As shown in FIG. 6, the annular protruding portion 32 has rounded corner portions at each of which the circumferential surface and each of the axial end faces of the annular protruding portion 32 are connected. The circumferential surface of the annular protruding portion 32 may be formed into an axially convex curved surface 41 (may be referred to as “crown”) whose diameter is larger than that of the axial end faces, as indicated in two-dot chain line in FIG. 6. Where the circumferential surface of the annular protruding portion 32 is formed as described above, the sheet P is free of a risk of suffering from creasing which arises from folding of the sheet P at the corner portions of the annular protruding portion 32 when the sheet P held by and between the two spurs 33 of each spur roller 30 and the circumferential surface of the annular protruding portion 32 is fed therebetween. Therefore, the image quality is not deteriorated.

While the circumferential surface of the intermediate hub 34 in each spur roller 30 is given by a straight cylindrical surface in the illustrated first and second embodiments, the circumferential surface may be configured to have a pair of inclined portions as described with respect to the following third through sixth embodiments (FIGS. 14-16) in which the same reference numerals as used in the illustrated first embodiment are used to identify the corresponding components and a detailed explanation thereof is omitted in the interest of brevity.
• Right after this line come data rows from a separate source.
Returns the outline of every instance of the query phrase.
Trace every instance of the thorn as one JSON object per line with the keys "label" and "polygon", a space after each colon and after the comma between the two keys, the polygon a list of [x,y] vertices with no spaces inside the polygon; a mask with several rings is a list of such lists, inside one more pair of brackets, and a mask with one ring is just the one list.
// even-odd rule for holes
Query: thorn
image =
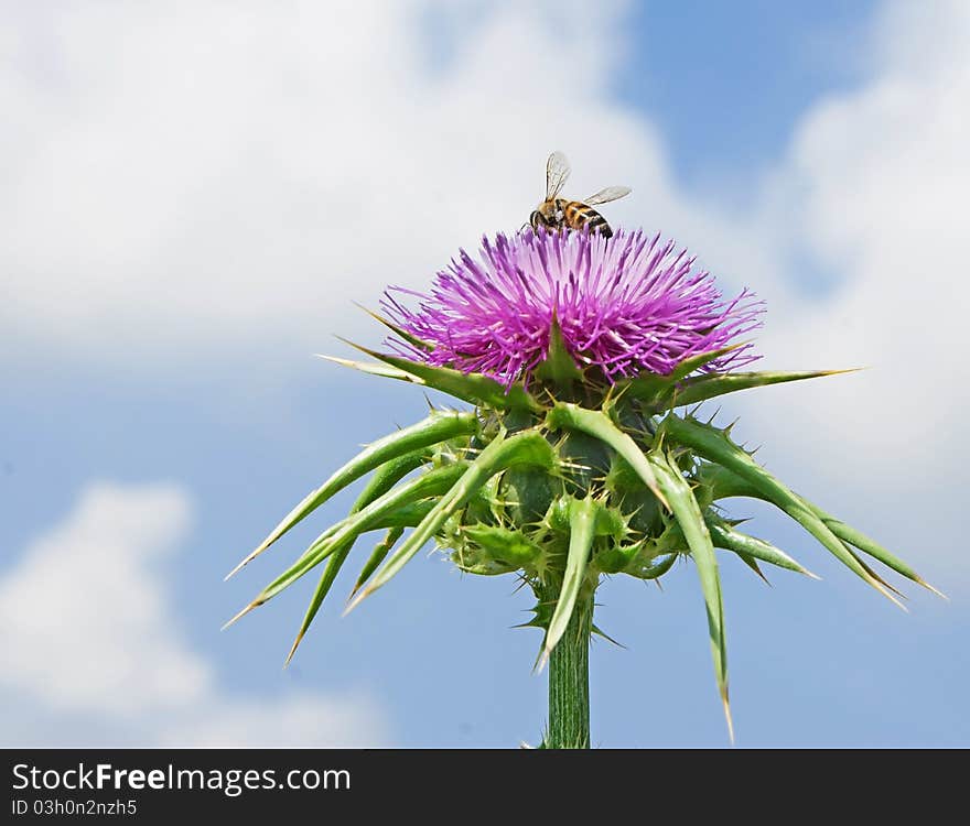
{"label": "thorn", "polygon": [[[362,590],[359,594],[357,594],[356,597],[353,597],[353,599],[351,599],[351,600],[347,602],[347,607],[344,608],[344,612],[341,615],[341,617],[346,617],[346,616],[347,616],[351,611],[353,611],[358,605],[360,605],[360,602],[363,602],[365,599],[367,599],[367,597],[370,596],[370,594],[373,594],[373,593],[374,593],[374,588],[368,586],[367,588],[365,588],[364,590]],[[353,595],[352,595],[352,596],[353,596]]]}
{"label": "thorn", "polygon": [[242,562],[240,562],[235,568],[233,568],[225,577],[223,577],[223,582],[227,583],[236,574],[238,574],[242,568],[245,568],[250,562],[252,562],[257,556],[259,556],[263,551],[266,551],[266,544],[260,545],[256,551],[254,551],[249,556],[247,556]]}
{"label": "thorn", "polygon": [[728,703],[728,692],[721,695],[721,702],[724,704],[724,719],[728,720],[728,737],[731,738],[731,745],[734,746],[734,720],[731,719],[731,706]]}
{"label": "thorn", "polygon": [[917,585],[922,585],[922,586],[923,586],[924,588],[926,588],[927,590],[933,591],[933,593],[936,594],[940,599],[946,599],[947,602],[950,601],[950,598],[949,598],[946,594],[944,594],[944,593],[942,593],[941,590],[939,590],[938,588],[934,588],[934,587],[933,587],[929,583],[927,583],[923,577],[916,577],[915,583],[916,583]]}
{"label": "thorn", "polygon": [[293,645],[290,648],[290,653],[287,654],[287,660],[283,662],[283,669],[287,669],[290,665],[290,661],[293,659],[293,654],[297,653],[297,646],[303,641],[304,633],[306,633],[306,629],[301,628],[300,633],[297,634],[297,639],[293,640]]}
{"label": "thorn", "polygon": [[246,606],[241,611],[239,611],[239,613],[237,613],[235,617],[233,617],[233,619],[230,619],[225,626],[223,626],[223,627],[219,629],[219,631],[225,631],[225,630],[226,630],[229,626],[231,626],[234,622],[236,622],[237,620],[242,619],[247,613],[249,613],[249,611],[251,611],[254,608],[259,608],[259,606],[261,606],[261,605],[262,605],[262,602],[259,602],[259,601],[254,600],[254,601],[250,602],[248,606]]}
{"label": "thorn", "polygon": [[908,609],[906,606],[904,606],[898,599],[896,599],[896,598],[890,593],[890,591],[891,591],[891,587],[883,585],[881,582],[879,582],[877,579],[873,578],[872,576],[866,576],[866,582],[867,582],[873,588],[875,588],[880,594],[882,594],[886,599],[888,599],[891,602],[893,602],[894,605],[899,606],[899,608],[902,608],[904,611],[906,611],[906,613],[909,613],[909,609]]}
In the third embodiment shown in FIG. 14, the circumferential surface of the intermediate hub 34 disposed between the two spurs 33 in each spur roller 33 is formed to have a shape in which the diameter of the circumferential surface gradually decreases from the axially opposite ends of the intermediate hub 34 toward the axially middle cylindrical portion thereof. Thus, the intermediate hub 34 has the pair of inclined portions 34a. In the fourth embodiment shown in FIG. 15, the intermediate hub 34 has a configuration in which two truncated cones are connected to each other. Accordingly, the circumferential surface of the intermediate hub 34 is given by a combination of circumferential surfaces of the respective two truncated cones and has a diameter which lineally decreases from its axially opposite ends toward its axially middle portion. Thus, the intermediate hub 34 has the pair of inclined portions 34a. In the fifth embodiment shown in FIG. 16A, the intermediate hub 34 has a configuration in which four truncated cones are connected to each other. Accordingly, the intermediate hub 34 has the pair of inclined portions 34a at its axially middle portion. In the sixth embodiment shown in FIG. 16B, the circumferential surface of the intermediate hub 34 is formed to have a concave globoidal shape in which the diameter of the circumferential surface gradually and curvilinearly decreases from the axially opposite ends of the intermediate hub 34 toward the axially middle portion thereof. It is noted that the pair of inclined portions may be provided by respective flat surfaces or curved surfaces. In the fourth through sixth embodiments, the annular protruding portion 32 of the sheet-discharge roller 28 has chamfered corner portions 32a which are formed by chamfering the corners by about 45 degrees and at each of which the circumferential surface and each of the axial end faces of the annular protruding portion 32 are connected. As described above with respect to the first and second embodiments, the annular protruding portion 32 may have rounded corner portions or its circumferential surface may be formed into axially convex curved surface shown in FIG. 6. Like the rounded corner portions and the circumferential surface with the axially convex curved surface, the chamfered corner portions are effective to prevent the creasing of the sheet P at the corner portions as described above.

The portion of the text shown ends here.